To enforce rights to peaceful enjoyment against noisy neighbors, tenants must notify their landlords of the excessive noise. Tenants can also contact local law enforcement and advise their landlords after contacting the local authorities. Landlords have an affirmative duty under the law to ensure their noisy tenants do not continue violating the local nuisance regulations or interfere with their other tenants' right to peaceful enjoyment. It is less clear that the landlord has a duty to seek a nuisance action against a noisy neighbor who is not a tenant of the building. If enough tenants complain, most landlords will seriously consider it, but note that will cost the landlord thousands of dollars in legal fees.
If a landlord does not correct the violation, a tenant may have a right to terminate his or her lease after providing written notice of termination and may also have an action for damages for breach of the lease.

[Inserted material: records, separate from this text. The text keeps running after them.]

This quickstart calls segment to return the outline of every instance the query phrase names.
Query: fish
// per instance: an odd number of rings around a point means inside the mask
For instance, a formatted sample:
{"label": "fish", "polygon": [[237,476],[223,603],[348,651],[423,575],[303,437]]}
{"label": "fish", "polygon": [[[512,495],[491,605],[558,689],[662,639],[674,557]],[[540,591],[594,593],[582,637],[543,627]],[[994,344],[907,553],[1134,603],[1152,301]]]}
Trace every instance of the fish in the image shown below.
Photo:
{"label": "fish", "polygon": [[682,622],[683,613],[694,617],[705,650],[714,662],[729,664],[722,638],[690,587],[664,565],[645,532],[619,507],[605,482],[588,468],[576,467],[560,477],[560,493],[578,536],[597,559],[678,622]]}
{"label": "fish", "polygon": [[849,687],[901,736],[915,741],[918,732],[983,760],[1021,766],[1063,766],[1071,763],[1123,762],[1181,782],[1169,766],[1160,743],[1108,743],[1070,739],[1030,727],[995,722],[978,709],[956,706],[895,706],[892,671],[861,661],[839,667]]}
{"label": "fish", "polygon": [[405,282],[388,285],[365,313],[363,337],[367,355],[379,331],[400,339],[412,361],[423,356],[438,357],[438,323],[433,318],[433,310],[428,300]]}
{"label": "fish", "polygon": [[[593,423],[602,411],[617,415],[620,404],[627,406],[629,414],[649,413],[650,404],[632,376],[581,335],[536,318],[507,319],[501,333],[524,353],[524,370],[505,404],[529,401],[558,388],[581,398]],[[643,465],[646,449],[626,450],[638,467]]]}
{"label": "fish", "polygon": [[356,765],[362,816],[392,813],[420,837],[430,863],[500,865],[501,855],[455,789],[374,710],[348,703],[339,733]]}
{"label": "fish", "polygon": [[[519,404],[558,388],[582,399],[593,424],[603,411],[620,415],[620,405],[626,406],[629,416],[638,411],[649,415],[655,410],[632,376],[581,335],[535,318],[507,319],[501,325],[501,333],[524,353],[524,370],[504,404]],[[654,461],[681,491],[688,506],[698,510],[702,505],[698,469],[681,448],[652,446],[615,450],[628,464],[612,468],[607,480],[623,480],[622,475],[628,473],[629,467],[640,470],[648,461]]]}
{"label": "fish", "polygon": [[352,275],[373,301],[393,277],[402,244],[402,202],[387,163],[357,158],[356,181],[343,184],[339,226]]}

- Penal Code: Under the guidelines of Section 415 of the California Penal Code, it is illegal for any resident to knowingly create loud and unreasonable noises as a means of disturbing another. Those convicted of violating this law face a maximum of 90 days in jail and/or a maximum fine of $400.00. Unnecessary noise can be a violation at any time.

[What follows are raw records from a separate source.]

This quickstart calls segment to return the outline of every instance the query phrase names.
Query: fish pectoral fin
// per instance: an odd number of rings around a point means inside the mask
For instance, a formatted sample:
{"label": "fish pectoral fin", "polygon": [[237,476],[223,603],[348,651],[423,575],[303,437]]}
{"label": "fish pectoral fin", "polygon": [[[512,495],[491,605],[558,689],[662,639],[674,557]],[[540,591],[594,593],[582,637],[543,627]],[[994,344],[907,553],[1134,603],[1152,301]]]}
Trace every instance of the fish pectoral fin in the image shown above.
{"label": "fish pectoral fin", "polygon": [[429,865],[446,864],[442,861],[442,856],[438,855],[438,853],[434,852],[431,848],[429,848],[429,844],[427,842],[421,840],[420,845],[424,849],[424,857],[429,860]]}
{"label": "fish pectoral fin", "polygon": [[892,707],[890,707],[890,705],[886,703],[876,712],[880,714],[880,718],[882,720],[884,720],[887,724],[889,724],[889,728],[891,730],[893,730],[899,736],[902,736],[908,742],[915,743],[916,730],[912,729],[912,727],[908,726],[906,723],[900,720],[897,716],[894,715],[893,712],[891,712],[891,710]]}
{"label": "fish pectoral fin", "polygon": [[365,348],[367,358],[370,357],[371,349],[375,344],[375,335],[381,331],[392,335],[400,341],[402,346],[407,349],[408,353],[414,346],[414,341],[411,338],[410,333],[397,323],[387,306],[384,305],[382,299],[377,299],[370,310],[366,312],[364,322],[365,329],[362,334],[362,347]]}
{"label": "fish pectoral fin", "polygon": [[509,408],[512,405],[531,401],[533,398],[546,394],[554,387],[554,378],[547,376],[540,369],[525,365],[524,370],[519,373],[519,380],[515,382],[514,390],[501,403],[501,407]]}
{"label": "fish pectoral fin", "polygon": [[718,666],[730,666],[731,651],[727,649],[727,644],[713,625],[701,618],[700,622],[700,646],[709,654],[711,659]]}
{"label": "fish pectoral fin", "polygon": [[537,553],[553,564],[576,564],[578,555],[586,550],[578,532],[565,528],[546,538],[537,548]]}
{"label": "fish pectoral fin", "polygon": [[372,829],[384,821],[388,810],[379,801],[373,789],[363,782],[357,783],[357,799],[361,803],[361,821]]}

What is excessive can be altered by locale and time of day. If one owns a home next to a steel mill the definition of excessive as applied by the police or court will not match that of a residential property next to a fishing destination. Reasonable criteria is normally utilized by the courts and most police will not take a claim seriously unless it strikes them as clearly unreasonable.

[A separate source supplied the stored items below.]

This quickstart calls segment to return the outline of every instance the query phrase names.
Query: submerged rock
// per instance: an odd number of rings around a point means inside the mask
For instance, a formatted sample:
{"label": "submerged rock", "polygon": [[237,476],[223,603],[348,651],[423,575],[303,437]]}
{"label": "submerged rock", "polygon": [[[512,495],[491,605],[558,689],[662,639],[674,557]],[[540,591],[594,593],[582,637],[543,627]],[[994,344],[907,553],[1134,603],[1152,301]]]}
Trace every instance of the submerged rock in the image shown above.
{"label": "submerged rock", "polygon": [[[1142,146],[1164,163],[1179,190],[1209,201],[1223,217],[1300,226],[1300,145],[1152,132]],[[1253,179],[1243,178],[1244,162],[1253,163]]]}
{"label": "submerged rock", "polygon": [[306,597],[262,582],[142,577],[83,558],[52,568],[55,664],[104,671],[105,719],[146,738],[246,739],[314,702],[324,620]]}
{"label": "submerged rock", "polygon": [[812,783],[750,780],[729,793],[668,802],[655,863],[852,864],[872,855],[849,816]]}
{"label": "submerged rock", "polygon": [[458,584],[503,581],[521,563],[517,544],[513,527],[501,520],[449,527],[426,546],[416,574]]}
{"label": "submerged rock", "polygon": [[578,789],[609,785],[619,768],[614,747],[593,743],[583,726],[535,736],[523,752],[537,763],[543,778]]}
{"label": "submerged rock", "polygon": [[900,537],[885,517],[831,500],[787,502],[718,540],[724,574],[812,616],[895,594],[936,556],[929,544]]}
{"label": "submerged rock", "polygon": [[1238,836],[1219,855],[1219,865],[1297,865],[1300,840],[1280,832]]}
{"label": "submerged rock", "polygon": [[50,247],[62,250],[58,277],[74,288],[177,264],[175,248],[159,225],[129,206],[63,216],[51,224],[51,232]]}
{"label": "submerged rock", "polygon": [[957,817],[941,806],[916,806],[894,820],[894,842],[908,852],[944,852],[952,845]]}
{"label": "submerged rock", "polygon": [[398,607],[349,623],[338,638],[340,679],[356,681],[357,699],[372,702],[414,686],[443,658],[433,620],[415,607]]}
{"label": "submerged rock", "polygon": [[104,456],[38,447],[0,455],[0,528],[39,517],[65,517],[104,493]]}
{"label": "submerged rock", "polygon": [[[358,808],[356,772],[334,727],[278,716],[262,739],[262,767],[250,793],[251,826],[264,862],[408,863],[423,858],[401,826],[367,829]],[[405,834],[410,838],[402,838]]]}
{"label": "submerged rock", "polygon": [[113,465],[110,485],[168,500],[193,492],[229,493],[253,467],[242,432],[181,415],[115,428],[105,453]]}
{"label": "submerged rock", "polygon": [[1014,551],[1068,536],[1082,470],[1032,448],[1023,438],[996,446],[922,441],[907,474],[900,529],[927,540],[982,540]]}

Everyone, including the court and police, expects noise to be part of the urban environment and a temporary amount of noise, such as caused by a New Year’s party or a brief bit of construction, is simply not going to be taken very seriously by the powers that be. You may get them to give a warning to the neighbor or landlord, but little more. They will not be going to jail or paying you damages.
But a continuing or repeated violation of reasonable noise levels is another matter and relief will normally be available. Proof of the nature of the noise can be critical, and this writer knew a determined and angry elderly woman who went to Small Claims court claiming a nuisance. The judge, looking at the frail old lady, was skeptical, especially when the neighbor explained that she took care of her nephews for a disabled sister and that “boys will be boys,” and that the elderly woman was simply “cranky.” The judge was clearly planning to dismiss the matter when the elderly woman pulled out a tape recorder and played a minute of crashing, screaming, and clearly obnoxious noise that shook the court room. Then she showed the judge she had the volume of the recorder only half way up. “Every weekday, all day.” She simply said.
The judge, a father himself, glared at the defendant, told her that she had to control her nephews and be a good neighbor and that children without control were “animals.” He ordered them to return to court in a month if the plaintiff felt the noise was not controlled. That ended the matter.
That said, the average plaintiff has an uphill battle demonstrating just how destructive excess noise can be since it is temporary for the most part. Experts can come to court to demonstrate scientifically the amount of noise but that is an expensive process and most people merely complain and suffer.
A tough letter from a lawyer can help at times but cost money and an actual filing of a civil complaint can be quite expensive. It also will cement ill will with a neighbor. That should be a last resort after complaints to landlords, the neighbor and the local police have not borne fruit.